简体   繁体   中英

How can I parallelize DFS using OpenMP?

I am trying to figure it out with OpenMP. I need to parallelize depth-first traversal.

This is the algorithm:

    void dfs(int v){
        
        visited[v] = true;
        
        for (int i = 0; i < g[v].size(); ++i) {
        
            if (!visited[g[v][i]]) {
                dfs(g[v][i]);
            }
        }
        
    }

I try:

    #include <iostream>
    
    #include <stdio.h>
    #include <stdlib.h>
    #include <math.h>
    #include <queue>
    #include <sstream>
    #include <omp.h>
    #include <fstream>
    #include <vector>
    using namespace std;
    vector<int> output; 
    vector<bool> visited;
    vector < vector <int> >g;
    int global = 0;
    void dfs(int v)
    {
        printf(" potoki %i",omp_get_thread_num());
        //cout<<endl;
        visited[v] = true;
        /*for(int i =0;i<visited.size();i++){
            cout <<visited[i]<< " ";
        }*/
        //cout<<endl;
        //global++;
    
        output.push_back(v);
        int i;
        //printf(" potoki %i",omp_get_num_threads());
        //cout<<endl;
    
    
        for (i = 0; i < g[v].size(); ++i) {
            if (!visited[g[v][i]]) {
    #pragma omp task shared(visited)
    {
    #pragma omp critical
    {
            dfs(g[v][i]);
    }
    }
                  
                }
             }
    }
    
        main(){
            omp_set_num_threads(5);
            int length = 1000;
            int e = 4;
            for (int i = 0; i < length; i++) {
                visited.push_back(false);
            }
            
            int limit = (length / 2) - 1;
        
            g.resize(length);
            for (int x = 0; x < g.size(); x++) {
                int p=0;
                while(p<e){
                    int new_e = rand() % length ;
                    if(new_e!=x){
                        bool check=false;
                        for(int c=0;c<g[x].size();c++){
                            if(g[x][c]==new_e){
                                check=true;
                            }
                        }
                        if(check==false){
                             g[x].push_back(new_e);
                             p++;
                        }
                    }
                       
                }
        
            }
        
             ofstream fin("input.txt");
        
                for (int i = 0; i < g.size(); i++)
                {
                    for (int j = 0; j < g[i].size(); j++)
                    {
                        fin << g[i][j] << " ";
        
                    }
        
                    fin << endl;
                }   
            fin.close();
        
            /*for (int x = 0; x < g.size(); x++) {
                for(int j=0;j<g[x].size();j++){
                    printf(" %i ", g[x][j]);
        
                }
            printf(" \n ");
        
        
            }*/
        
            double start;
            double end;
            start = omp_get_wtime();
        #pragma omp parallel 
        
        {
        #pragma omp single
        { 
        
            dfs(0); 
        }
        
        
        }
        
                
            end = omp_get_wtime();
            cout << endl;
            printf("Work took %f seconds\n", end - start);
            cout<<global;
            ofstream fout("output.txt");
        
             for(int i=0;i<output.size();i++){
                    fout<<output[i]<<" ";
                }
            fout.close();
    }

Graph "g" is generated and written to the file input.txt. The result of the program is written to the file output.txt.

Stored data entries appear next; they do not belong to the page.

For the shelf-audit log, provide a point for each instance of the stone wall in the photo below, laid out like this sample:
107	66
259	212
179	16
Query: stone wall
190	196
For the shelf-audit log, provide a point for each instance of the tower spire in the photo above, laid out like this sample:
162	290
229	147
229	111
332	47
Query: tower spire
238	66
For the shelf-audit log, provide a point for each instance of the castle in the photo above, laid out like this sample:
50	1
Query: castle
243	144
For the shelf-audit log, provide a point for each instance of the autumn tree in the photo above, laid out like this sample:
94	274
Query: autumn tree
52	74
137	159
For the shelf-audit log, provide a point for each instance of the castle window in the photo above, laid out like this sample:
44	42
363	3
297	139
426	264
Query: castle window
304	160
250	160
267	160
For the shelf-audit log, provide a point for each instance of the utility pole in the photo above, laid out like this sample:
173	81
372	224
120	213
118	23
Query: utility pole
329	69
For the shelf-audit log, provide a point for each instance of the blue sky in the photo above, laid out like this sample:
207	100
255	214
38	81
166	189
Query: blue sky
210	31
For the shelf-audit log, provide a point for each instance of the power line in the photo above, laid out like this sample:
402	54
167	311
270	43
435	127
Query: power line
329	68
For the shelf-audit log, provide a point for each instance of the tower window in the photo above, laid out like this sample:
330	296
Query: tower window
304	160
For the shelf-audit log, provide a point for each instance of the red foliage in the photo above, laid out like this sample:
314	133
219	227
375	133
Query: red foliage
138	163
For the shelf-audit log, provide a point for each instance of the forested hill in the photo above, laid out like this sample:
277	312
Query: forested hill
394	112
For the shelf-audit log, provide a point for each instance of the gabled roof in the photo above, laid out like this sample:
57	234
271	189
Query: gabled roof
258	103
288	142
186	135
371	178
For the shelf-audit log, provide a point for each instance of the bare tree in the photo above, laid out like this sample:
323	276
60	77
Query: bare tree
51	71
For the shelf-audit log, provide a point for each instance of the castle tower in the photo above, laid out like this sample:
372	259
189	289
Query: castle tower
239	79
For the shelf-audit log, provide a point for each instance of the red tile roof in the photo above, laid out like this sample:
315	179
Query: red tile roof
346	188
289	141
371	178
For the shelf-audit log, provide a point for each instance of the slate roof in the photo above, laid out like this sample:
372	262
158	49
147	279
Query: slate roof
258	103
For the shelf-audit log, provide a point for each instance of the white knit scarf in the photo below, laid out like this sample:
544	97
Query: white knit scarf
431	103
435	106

But this does not work on any number of threads and is much slower. I tried to use taskwait but in that case, only one thread works.

A critical section protects a block of code so that no more than one thread can execute it at any given time. Having the recursive call to dfs() inside a critical section means that no two tasks could make that call simultaneously. Moreover, since dfs() is recursive, any top-level task will have to wait for the entire recursion to finish before it could exit the critical section and allow a task in another thread to execute.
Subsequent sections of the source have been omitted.